Governance and liability – The three‑layer model (model, harness, external context) clarifies responsibility. Errors traced to a missing rule belong to the context engineering team; model‑level hallucinations remain the provider’s liability. Companies can now embed audit logs (automatically captured by the harness) into their compliance pipelines.
Talent strategy – Architects become context curators rather than code writers. Upskilling pathways focus on:
- Defining context artifacts (skills, rules, scripts).
- Building evaluation suites for non‑deterministic outputs.
- Managing micro‑service orchestration platforms.
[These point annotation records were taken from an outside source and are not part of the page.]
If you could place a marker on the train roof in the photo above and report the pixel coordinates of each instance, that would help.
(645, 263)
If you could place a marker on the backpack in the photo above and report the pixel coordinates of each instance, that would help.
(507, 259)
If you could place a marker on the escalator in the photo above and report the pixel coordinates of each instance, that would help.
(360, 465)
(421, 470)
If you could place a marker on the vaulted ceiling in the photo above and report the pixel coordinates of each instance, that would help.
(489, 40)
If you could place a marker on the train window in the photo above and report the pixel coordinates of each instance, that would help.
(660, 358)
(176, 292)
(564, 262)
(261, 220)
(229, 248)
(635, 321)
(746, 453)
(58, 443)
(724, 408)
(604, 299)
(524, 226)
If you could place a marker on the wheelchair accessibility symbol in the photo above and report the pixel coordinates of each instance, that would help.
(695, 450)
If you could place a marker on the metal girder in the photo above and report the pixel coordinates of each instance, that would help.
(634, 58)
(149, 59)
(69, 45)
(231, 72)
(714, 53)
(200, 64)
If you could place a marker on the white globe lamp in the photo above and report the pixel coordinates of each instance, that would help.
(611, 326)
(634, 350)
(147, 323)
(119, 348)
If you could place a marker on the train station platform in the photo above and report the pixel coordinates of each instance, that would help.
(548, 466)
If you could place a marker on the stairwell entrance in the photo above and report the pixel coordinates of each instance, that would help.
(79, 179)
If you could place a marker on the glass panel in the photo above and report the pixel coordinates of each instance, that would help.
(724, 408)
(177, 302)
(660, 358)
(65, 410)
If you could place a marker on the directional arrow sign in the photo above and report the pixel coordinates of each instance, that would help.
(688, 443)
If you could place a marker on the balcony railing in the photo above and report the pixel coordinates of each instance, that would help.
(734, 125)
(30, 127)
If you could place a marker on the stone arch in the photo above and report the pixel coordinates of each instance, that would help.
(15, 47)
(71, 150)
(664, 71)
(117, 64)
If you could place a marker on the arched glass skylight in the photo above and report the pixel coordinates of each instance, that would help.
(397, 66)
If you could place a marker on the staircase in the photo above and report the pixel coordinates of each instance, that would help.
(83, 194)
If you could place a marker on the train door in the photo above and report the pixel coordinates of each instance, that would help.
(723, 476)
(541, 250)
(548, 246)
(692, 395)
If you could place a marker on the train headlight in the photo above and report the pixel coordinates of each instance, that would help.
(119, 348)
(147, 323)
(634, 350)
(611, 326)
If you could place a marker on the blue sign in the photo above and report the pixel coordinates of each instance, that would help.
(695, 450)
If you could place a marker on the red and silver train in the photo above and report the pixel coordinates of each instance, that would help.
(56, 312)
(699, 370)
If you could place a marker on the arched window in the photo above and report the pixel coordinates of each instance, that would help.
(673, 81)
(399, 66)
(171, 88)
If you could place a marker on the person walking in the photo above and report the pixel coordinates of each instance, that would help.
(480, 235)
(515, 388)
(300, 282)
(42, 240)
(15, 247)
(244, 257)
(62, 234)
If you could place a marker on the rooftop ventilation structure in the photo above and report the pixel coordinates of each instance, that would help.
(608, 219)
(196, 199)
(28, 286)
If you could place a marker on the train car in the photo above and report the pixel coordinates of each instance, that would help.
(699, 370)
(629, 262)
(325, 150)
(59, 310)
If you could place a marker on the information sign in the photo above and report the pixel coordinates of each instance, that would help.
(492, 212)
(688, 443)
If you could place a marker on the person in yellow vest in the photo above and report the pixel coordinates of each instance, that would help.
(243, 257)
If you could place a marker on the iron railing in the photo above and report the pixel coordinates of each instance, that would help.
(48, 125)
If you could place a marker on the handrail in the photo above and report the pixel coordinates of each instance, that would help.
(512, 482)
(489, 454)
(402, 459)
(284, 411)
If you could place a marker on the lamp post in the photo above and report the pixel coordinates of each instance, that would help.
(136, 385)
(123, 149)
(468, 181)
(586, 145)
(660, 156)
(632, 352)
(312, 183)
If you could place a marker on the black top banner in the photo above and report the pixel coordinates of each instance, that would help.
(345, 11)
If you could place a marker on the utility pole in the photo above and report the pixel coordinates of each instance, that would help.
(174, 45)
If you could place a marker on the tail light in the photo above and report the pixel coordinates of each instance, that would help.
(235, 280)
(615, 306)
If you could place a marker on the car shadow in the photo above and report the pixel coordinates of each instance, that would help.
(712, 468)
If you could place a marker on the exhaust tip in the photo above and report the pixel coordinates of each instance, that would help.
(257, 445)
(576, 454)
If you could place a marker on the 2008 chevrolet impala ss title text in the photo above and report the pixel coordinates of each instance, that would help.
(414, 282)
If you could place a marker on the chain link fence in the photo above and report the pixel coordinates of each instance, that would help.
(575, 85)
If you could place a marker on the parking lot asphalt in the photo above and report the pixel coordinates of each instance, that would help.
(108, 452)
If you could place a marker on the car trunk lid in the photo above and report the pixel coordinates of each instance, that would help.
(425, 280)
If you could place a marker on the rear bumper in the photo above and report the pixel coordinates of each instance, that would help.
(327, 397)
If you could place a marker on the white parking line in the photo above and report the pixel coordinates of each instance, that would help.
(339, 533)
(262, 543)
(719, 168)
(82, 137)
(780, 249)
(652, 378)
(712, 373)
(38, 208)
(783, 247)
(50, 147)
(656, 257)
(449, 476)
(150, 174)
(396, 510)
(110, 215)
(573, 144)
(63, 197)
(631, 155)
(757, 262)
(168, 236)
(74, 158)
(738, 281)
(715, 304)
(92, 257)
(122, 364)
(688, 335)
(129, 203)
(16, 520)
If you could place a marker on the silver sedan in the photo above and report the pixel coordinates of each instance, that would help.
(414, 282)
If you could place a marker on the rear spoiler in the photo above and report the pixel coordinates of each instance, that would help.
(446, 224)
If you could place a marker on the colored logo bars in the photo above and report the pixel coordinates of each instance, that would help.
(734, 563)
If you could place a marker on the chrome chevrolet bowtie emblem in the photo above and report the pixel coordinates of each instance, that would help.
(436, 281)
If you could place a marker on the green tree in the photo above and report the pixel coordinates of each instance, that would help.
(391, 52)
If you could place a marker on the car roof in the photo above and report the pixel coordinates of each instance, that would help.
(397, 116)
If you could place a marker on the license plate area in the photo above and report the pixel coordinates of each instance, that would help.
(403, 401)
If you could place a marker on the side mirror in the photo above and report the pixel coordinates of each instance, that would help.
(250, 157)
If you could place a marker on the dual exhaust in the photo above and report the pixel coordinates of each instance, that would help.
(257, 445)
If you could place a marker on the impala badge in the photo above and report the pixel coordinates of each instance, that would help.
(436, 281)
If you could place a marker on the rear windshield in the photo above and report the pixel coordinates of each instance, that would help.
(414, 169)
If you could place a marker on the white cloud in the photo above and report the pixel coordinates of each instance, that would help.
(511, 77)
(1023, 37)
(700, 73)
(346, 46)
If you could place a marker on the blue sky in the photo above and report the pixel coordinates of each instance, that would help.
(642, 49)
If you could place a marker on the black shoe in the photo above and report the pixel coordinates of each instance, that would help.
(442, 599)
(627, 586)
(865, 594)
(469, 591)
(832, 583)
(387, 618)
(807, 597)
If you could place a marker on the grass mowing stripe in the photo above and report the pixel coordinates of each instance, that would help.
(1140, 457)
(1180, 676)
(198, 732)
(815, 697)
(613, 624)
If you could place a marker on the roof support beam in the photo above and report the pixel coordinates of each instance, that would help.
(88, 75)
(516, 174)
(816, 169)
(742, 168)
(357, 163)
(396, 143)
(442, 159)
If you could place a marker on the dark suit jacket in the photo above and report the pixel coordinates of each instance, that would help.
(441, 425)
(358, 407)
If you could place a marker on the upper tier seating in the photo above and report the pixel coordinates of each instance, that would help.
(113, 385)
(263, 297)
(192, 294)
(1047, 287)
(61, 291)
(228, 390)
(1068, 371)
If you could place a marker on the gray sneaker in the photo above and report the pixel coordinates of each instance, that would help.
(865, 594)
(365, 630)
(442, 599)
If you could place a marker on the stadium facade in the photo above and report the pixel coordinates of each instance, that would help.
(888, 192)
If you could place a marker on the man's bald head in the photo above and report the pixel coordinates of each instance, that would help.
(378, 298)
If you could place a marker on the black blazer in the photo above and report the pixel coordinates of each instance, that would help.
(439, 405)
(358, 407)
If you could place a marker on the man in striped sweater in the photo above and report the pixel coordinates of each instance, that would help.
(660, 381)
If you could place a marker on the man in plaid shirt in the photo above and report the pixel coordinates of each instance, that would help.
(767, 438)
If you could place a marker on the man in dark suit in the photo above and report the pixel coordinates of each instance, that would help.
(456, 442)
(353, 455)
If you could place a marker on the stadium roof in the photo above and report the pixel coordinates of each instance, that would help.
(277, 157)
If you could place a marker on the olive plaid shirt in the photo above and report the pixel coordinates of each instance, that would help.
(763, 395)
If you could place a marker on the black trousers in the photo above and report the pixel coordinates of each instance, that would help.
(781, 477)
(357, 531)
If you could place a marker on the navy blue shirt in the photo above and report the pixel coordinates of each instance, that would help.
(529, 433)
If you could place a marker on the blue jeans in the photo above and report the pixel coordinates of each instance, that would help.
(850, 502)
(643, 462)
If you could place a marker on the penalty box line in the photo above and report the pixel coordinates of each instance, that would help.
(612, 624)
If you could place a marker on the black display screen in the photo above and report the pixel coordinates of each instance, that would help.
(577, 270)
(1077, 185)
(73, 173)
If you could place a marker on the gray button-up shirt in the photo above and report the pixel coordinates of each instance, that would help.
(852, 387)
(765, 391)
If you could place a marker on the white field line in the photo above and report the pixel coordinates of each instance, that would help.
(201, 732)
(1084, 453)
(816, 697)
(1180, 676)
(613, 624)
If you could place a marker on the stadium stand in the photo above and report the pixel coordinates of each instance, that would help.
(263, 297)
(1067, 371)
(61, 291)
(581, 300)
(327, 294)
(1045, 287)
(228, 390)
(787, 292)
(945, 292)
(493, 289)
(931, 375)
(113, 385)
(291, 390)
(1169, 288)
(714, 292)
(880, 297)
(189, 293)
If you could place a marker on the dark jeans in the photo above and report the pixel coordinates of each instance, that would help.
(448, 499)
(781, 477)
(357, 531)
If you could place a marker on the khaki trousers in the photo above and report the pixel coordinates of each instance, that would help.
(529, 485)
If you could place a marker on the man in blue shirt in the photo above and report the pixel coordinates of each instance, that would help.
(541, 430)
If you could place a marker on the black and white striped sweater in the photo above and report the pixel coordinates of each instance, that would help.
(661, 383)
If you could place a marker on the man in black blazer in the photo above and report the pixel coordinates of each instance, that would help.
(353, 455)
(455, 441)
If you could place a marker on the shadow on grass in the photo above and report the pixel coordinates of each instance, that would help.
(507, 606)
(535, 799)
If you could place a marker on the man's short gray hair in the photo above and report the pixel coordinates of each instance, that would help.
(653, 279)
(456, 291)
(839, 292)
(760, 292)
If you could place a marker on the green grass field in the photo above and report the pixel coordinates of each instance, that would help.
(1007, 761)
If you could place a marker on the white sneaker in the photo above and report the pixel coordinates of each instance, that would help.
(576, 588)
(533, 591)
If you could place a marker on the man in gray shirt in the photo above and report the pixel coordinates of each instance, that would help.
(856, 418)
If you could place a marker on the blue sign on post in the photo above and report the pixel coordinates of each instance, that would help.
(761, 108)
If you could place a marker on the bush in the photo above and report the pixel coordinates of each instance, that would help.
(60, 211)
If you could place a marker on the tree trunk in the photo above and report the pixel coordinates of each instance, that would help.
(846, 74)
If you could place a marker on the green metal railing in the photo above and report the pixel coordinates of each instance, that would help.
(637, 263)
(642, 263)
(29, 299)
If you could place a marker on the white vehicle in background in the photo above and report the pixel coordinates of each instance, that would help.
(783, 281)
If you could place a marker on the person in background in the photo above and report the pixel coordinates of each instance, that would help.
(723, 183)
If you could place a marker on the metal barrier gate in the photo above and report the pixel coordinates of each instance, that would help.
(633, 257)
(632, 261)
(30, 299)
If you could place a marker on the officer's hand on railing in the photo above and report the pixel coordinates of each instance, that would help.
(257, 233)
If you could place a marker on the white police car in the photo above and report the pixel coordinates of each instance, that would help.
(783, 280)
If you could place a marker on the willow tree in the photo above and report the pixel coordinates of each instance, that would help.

This shift reduces reliance on senior developers for manual code reviews and opens career tracks for domain experts who excel at specification writing.

Getting started

Read the official Tessl documentation – it explains how to package skills and rules as versioned artifacts: https://tessl.io/docs.
Experiment with the Intent Integrity Kit – a minimal open‑source demo is on GitHub: https://github.com/tessl/intent‑integrity‑kit.
Pick a cloud provider and enable its RAG service; then wire a simple spec → skill → micro‑service pipeline using the provider’s SDKs.
Measure the spec‑to‑code quality with a tool like SonarQube; iterate on the context until the generated code meets your quality gate.

Outlook

Baruch predicts that within three years the orchestration layer itself will become an autonomous agent capable of composing micro‑services without human intervention. Until then, the architecture stack looks like a classic three‑tier model – specs (source of truth) → AI‑generated services → human‑orchestrated integration – but the economics and risk profile have fundamentally changed.